Top disease experts were quickly able to model and reasonably predict Covid-19’s early behavior. Within just two months of the first recorded infection in the U.S., public health officials had effectively offered Epidemiology 101 to a classroom of more than 325 million people. These models were powerful educational tools during a period of intense uncertainty, offering insight into how quickly the virus spreads, the likelihood of fatal infection, and what a cresting wave of cases could look like.

Nearly two years later, though, modeling no longer seems as important in the toolkit used to determine how we discuss or anticipate learning from Covid in the future.


This shift reflects how experts’ understanding of the virus has evolved along with the development of new insights into how best to build effective models. Models are limited to, and bound by, the information and variables on which they are based. The more comprehensive and accurate the data, the more detailed and precise a model becomes — put another way, the better the data, the better the model.

With limited information in the early days of Covid-19, experts had relatively few variables to help predict how the virus would spread and what could be done to contain it. Even so, modeling was an effective solution for getting the most relevant information delivered to the most people. But as scientists came to understand the genetic make-up of SARS-CoV-2, the virus that causes Covid-19, and forecasting was measured against the actual effectiveness of prevention methods such as the role of wearing masks, modeling was rendered more applicable in highly specialized cross-sections of the population.

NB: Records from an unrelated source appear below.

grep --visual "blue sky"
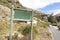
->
[18,0,60,14]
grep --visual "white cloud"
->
[19,0,60,9]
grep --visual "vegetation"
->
[48,15,57,25]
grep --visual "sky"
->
[19,0,60,13]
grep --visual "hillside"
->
[0,0,52,40]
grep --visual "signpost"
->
[13,9,32,21]
[9,8,33,40]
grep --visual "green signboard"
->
[14,9,32,21]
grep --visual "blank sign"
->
[14,9,32,21]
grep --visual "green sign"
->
[14,9,32,21]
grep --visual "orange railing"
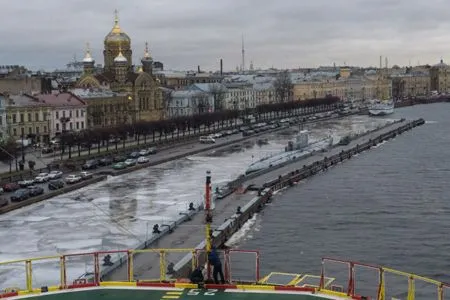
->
[0,248,450,300]
[319,257,450,300]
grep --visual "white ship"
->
[245,130,333,174]
[368,100,394,116]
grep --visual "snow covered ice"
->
[0,116,387,287]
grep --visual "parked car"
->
[11,189,30,202]
[81,159,98,170]
[66,174,81,184]
[138,156,150,164]
[128,152,140,158]
[41,147,53,154]
[112,161,127,170]
[3,182,20,192]
[98,157,113,166]
[139,149,150,156]
[17,179,34,188]
[28,185,44,197]
[113,155,127,163]
[124,158,136,167]
[80,172,94,180]
[34,173,50,183]
[48,179,64,191]
[199,136,216,144]
[48,171,63,179]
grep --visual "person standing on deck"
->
[208,247,225,284]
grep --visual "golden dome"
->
[114,44,128,63]
[83,43,94,63]
[105,10,131,44]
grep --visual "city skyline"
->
[0,0,450,71]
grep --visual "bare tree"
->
[160,87,173,120]
[273,71,294,103]
[209,83,227,111]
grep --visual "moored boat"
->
[368,100,394,116]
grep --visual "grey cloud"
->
[0,0,450,69]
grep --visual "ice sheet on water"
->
[0,116,380,283]
[225,214,259,247]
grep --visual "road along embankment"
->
[0,175,107,214]
[101,118,424,280]
[225,119,405,193]
[170,119,425,278]
[0,113,346,214]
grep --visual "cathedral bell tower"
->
[114,46,128,83]
[141,43,153,75]
[103,10,132,72]
[83,43,95,75]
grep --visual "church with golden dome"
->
[76,11,165,127]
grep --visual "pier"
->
[102,119,425,281]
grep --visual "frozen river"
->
[0,116,394,286]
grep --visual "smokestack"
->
[205,171,211,213]
[205,171,213,252]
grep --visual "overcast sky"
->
[0,0,450,70]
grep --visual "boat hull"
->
[245,137,333,175]
[369,108,394,116]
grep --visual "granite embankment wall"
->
[175,119,425,277]
[395,96,450,108]
[0,118,342,214]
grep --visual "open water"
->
[239,104,450,299]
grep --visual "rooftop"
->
[71,88,125,99]
[36,93,86,106]
[7,94,49,107]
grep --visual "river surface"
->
[0,116,392,287]
[238,104,450,299]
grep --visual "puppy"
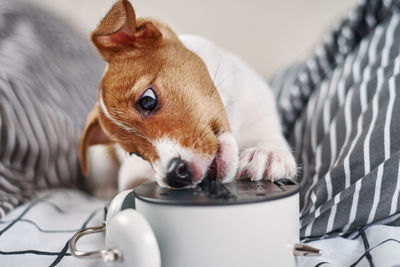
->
[79,0,296,195]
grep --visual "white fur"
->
[180,35,297,180]
[91,35,297,195]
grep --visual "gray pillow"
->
[272,1,400,240]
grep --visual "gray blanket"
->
[0,0,103,218]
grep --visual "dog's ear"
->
[79,105,112,176]
[91,0,162,61]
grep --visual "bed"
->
[0,0,400,266]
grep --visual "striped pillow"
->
[272,1,400,239]
[0,0,103,219]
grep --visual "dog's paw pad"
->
[238,148,297,181]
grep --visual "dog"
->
[79,0,297,195]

The findings from this approach — that without a vaccine the virus would spread uncontrolled — bucked against the political and logistical realities of containment policies across the U.S., which tested the feasibility of extended lockdowns and mandated social distancing. It became increasingly clear that there was no silver bullet to stop Covid-19, so the emphasis on national modeling was replaced by decentralized, highly localized policies based on current levels of infection within any given community.

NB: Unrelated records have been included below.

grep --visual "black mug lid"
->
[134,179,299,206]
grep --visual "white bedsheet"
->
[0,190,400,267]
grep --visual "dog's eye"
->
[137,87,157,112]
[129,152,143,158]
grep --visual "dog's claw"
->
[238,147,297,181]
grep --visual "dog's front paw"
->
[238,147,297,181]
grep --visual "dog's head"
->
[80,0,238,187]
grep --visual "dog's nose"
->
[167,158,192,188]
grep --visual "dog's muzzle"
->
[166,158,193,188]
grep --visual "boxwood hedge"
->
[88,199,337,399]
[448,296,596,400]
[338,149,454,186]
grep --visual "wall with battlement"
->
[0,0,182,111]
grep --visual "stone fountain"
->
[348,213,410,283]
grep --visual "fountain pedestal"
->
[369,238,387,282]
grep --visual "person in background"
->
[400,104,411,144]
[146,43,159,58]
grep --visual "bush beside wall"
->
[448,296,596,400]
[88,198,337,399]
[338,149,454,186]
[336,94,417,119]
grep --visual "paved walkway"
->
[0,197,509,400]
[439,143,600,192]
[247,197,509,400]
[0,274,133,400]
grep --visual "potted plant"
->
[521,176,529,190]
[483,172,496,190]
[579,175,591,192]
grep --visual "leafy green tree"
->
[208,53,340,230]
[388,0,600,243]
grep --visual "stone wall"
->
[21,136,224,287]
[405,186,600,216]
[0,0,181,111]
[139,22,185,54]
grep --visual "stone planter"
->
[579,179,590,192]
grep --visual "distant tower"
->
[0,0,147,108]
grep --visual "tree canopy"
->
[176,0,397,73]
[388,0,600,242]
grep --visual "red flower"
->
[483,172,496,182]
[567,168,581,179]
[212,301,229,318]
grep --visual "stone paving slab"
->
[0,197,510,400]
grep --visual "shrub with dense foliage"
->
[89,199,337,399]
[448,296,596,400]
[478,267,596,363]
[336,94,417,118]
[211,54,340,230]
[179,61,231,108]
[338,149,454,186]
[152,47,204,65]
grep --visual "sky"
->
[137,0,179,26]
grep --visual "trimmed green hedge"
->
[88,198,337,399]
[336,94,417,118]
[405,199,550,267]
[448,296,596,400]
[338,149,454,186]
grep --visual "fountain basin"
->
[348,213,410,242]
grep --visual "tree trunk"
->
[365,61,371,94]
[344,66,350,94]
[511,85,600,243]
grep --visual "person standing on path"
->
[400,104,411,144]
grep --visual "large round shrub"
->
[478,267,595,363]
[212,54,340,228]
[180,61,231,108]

With the emergence of the Omicron variant spurring new infections across the globe, there is even greater urgency to revise traditional epidemiological thinking through the lens of modeling’s rise and fall. How can this trend improve our response to Covid and its variants, and better prepare public health officials for the rapid spread of unknown viruses in the future?

Revisiting the value of modeling

The specialized data sets and variables that limited modeling’s effectiveness on a national scale show the value it can bring to defining a new operational normal for communities, businesses, and governments. Introducing information such as vaccination rates or established preventive policies can help local constituencies forecast behaviors and even derive economic benefits.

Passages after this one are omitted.